The collected tales of the Brothers Grimm are well known, even by people who haven't read them, as earlier, much darker versions of many of the fairy tales that have entered our collective knowledge. It is true, but the horror seems to serve the function of fear motivations (don't go into the woods alone, don't take gifts from strangers, and so forth) for the amelioration of children, rather than exploiting horror for entertainment value. Personally I did not find all of the incest and evisceration nearly so shocking as the bizarre and fungible morality throughout. For example, the version of what we know as the frog prince has the princess behaving like an absolute monster to the frog. Eventually she throws it against the wall which is what catalyzes the transformation into the prince (seems an odd way to break a curse). I thought, "Okay, here it comes with the comeuppance! Sock it to her, Jacob and Wilhelm!" Nothing doing. The prince whisks her off with all speed to marry her. The book was filled with these sort of moments.

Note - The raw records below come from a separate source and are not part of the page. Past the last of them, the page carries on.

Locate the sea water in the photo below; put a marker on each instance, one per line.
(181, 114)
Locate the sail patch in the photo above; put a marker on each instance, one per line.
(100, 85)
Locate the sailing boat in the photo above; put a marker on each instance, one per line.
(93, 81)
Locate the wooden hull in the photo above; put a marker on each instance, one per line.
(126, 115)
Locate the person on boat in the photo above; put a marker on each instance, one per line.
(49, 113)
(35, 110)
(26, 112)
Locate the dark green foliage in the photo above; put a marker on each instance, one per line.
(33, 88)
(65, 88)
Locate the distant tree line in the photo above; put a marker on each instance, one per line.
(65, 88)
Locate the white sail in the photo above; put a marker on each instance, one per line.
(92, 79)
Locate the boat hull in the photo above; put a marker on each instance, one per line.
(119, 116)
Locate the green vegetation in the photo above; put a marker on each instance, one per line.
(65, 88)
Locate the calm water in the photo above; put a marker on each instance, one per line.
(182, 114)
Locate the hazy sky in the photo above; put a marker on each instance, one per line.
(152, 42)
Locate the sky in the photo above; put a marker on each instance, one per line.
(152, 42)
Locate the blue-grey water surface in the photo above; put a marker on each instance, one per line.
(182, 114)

I suppose I could (and probably should) get away with reading this whole series without mentioning the Disney adaptations. I am finding that the emerging picture as I see it is of an increasingly desperate and insecure company. To wit, Snow White is strikingly similar to the original. They've added the earlier appearance of the prince in order to work a duet into the beginning. They've subtracted the evil Queen eating the false heart of Snow White and the evil Queen's gruesome manner of death (as well as the repetition of attempts leading up to the poisoned apple). Likewise with "Briar Rose", retitled Sleeping Beauty, simply adds a boss fight at the end of the story for catharsis. But comparing Aladdin or The Little Mermaid, each bear as much resemblance to the original as a hyperion to a satyr.
I do agree that this is a collection that every household should own. I would read them to a child (and probably will when Ezekiel comes of age). I think that it is a volume well worth preserving in our collective knowledge and, like so much else out there, the original vastly surpasses the filtered versions in quality.

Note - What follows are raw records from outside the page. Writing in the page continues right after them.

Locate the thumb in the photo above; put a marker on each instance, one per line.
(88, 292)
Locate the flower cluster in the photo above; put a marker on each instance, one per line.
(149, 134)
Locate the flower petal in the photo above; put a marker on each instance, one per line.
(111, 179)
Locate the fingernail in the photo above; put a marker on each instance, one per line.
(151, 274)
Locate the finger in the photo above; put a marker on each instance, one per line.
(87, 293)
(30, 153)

As a quick aside, I am well into the works of Andersen and have noticed that this remains one of the slimmer volumes in the series. I am perplexed. The volume contains the (presumably) original works of Aesop, the compilation of unoriginal works by the Brothers Grimm, the mixed bag of Andersen's. Why wouldn't he round out the volume with the fairy tales of Oscar Wilde? Actually, I know the answer to that question and it is a tragedy and a travesty.
More soon.
Have you seen the film entitled Willa, an American Snow White? I found that an interesting adaptation with shades of Sunset Boulevard thrown in.
ReplyDeleteOne of the things that interests me about fairy tales, folk tales, is that they frequently describe the clash between civilized people and other sorts of humans - take the ogres, for instance. Monsters of that sort are among us still, breaking surface periodically in news headlines.
I find also interesting that these tales, in some form or another, are found in disparate (if disparate is the word I want) cultures, Cinderella for instance. The Cinderella story is set up by what happens to the girl's father - he is killed in a disaster and all of his ships and warehouses full of goods destroyed. The sort of thing that could be explained by something like the Black Sea Flood hypothesis. Additionally, something of that sort would prompt migration of civilized people into the hinterlands inhabited by Neanderthal or similar groups of "other" humans whose cultural practices and appearance would have made them seem like monsters. Chrichton's (have I spelled that correctly?) entertaining 13th Warrior derives its story line from the idea of a pocket of Neanderthals living in isolation near a more developed group of homo-sapiens.
Betelheim's The Uses of Enchantment is worth reading in tandem with Grimm, but Betelheim seems to posit a deliberate Freudian dialectic in the stories from what I think may be the ancient homeland.